Just peaked at the dtb section, R/G lands is the sole non-cantrip cartel deck.
What is the appropriate amount of time before the ban brainstorm bus is fired back up? I understand waiting a month for Black Vise to make a dent and blah blah blah. So, a month and 1 day sound legit? Or is it even necessary to wait that long?

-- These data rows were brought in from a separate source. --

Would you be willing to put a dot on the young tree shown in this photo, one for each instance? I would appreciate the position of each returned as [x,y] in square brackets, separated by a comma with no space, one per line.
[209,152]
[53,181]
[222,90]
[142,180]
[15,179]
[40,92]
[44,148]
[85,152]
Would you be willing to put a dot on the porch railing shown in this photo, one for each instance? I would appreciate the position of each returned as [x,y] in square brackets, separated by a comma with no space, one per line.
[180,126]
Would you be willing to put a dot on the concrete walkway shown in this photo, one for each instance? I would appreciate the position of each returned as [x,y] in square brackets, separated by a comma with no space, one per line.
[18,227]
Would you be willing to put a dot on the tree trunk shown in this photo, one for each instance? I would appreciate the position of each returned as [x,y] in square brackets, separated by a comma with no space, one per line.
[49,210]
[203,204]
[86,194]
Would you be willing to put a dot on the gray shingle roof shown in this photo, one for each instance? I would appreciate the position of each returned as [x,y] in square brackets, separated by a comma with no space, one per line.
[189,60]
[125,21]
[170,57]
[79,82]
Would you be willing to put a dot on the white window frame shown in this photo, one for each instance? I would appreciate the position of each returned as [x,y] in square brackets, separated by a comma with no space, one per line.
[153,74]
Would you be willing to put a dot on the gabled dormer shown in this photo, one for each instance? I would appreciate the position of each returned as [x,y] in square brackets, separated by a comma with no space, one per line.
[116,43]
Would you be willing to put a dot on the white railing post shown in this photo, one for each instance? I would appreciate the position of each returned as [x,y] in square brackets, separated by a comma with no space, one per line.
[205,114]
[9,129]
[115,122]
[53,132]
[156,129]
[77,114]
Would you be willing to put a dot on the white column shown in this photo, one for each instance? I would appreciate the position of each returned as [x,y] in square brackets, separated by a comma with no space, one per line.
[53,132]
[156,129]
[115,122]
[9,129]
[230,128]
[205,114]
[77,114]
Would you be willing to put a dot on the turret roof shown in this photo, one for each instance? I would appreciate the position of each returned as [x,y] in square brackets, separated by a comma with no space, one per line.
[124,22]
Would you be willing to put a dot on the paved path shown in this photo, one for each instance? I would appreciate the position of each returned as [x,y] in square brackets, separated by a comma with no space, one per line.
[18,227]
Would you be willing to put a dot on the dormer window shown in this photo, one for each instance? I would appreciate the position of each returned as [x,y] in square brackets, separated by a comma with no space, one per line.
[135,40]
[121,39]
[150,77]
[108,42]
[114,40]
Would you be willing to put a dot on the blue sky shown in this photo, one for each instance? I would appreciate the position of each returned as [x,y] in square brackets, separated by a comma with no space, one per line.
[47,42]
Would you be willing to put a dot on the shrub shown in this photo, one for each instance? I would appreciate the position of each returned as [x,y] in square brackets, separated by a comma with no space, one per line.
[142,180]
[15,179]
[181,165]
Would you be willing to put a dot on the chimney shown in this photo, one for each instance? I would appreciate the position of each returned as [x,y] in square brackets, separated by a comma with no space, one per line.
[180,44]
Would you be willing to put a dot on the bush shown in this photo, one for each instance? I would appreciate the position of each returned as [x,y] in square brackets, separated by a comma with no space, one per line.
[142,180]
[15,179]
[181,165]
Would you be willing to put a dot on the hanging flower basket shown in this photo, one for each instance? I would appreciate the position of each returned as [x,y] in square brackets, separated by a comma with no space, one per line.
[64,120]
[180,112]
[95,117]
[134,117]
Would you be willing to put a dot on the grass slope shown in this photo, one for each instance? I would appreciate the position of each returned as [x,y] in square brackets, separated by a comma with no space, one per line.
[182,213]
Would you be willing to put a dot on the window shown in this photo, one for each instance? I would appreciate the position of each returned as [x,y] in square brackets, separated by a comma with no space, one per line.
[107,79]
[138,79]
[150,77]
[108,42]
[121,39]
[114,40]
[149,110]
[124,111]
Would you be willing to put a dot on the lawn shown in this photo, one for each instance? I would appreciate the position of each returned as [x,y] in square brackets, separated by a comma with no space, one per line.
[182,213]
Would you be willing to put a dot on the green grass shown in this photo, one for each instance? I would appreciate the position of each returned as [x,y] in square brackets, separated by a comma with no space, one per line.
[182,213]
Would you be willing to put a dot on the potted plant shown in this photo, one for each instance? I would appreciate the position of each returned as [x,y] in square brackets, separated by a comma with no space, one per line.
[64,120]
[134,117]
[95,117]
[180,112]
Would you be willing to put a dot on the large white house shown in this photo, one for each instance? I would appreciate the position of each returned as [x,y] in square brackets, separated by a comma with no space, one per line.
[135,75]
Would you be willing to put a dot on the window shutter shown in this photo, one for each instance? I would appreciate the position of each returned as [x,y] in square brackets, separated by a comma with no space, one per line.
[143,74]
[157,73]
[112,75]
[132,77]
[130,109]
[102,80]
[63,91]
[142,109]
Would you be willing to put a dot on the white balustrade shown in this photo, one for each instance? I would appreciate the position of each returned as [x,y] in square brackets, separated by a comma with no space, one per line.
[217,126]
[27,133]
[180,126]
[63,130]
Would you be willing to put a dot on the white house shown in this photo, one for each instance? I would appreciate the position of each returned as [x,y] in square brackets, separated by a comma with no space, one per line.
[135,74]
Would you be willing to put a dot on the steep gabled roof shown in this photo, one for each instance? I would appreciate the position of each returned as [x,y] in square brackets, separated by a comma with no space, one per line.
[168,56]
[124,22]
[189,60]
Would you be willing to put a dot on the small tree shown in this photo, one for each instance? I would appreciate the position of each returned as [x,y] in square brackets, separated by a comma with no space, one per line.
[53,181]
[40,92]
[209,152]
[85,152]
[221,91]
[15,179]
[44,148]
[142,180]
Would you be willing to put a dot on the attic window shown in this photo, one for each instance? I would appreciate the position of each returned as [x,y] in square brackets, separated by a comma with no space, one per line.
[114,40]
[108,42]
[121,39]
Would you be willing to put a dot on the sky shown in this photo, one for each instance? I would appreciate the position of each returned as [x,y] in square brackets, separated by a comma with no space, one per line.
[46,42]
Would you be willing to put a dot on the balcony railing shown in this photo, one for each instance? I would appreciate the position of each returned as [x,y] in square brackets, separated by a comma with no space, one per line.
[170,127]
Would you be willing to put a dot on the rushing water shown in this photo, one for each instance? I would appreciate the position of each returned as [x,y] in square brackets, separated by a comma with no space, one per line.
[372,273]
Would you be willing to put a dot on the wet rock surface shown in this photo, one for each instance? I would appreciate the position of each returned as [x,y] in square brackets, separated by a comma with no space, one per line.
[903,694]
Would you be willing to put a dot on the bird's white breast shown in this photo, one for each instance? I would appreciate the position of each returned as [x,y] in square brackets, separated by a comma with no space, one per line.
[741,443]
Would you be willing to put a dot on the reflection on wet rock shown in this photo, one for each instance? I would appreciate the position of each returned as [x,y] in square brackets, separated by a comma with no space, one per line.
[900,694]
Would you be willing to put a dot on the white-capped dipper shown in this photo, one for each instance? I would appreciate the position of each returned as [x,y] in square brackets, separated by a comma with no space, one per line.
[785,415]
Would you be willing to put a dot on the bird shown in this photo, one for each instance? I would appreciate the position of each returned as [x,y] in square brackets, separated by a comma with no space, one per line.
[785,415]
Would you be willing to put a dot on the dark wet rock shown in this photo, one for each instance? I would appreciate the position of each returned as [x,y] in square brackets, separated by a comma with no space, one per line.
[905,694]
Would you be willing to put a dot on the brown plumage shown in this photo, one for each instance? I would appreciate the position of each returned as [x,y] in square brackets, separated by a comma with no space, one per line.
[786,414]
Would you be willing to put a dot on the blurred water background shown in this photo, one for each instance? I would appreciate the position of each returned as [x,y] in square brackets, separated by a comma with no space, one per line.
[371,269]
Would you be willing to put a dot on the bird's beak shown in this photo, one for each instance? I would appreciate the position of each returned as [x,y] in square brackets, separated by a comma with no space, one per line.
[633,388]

RIP DTT, may you rot in purgatory
Aside from my abject hatred of miracles; this is probably where I want the format. I was happy with it pre-cruise and even early Cruise while people were figuring things out; but I took a huge break just because I was so tired of
"Lol, terminus; 3rd counterbalance, durdle 20 turns.
G2 - OH WENT TO TIME LOL"
[Yes I do realize I can scoop, and I do when appropriate; try not to focus on the joke too much since I'm not actually bitching about the current format.]
I think that Cruise/DTT just warped everything so hard that people forget that Mav/Jund/Junk/DGA and D&T were reliably putting up results, if a bit random which it was. Being able to brew a bit and pay life for cards/lily someone out; that's all that matters.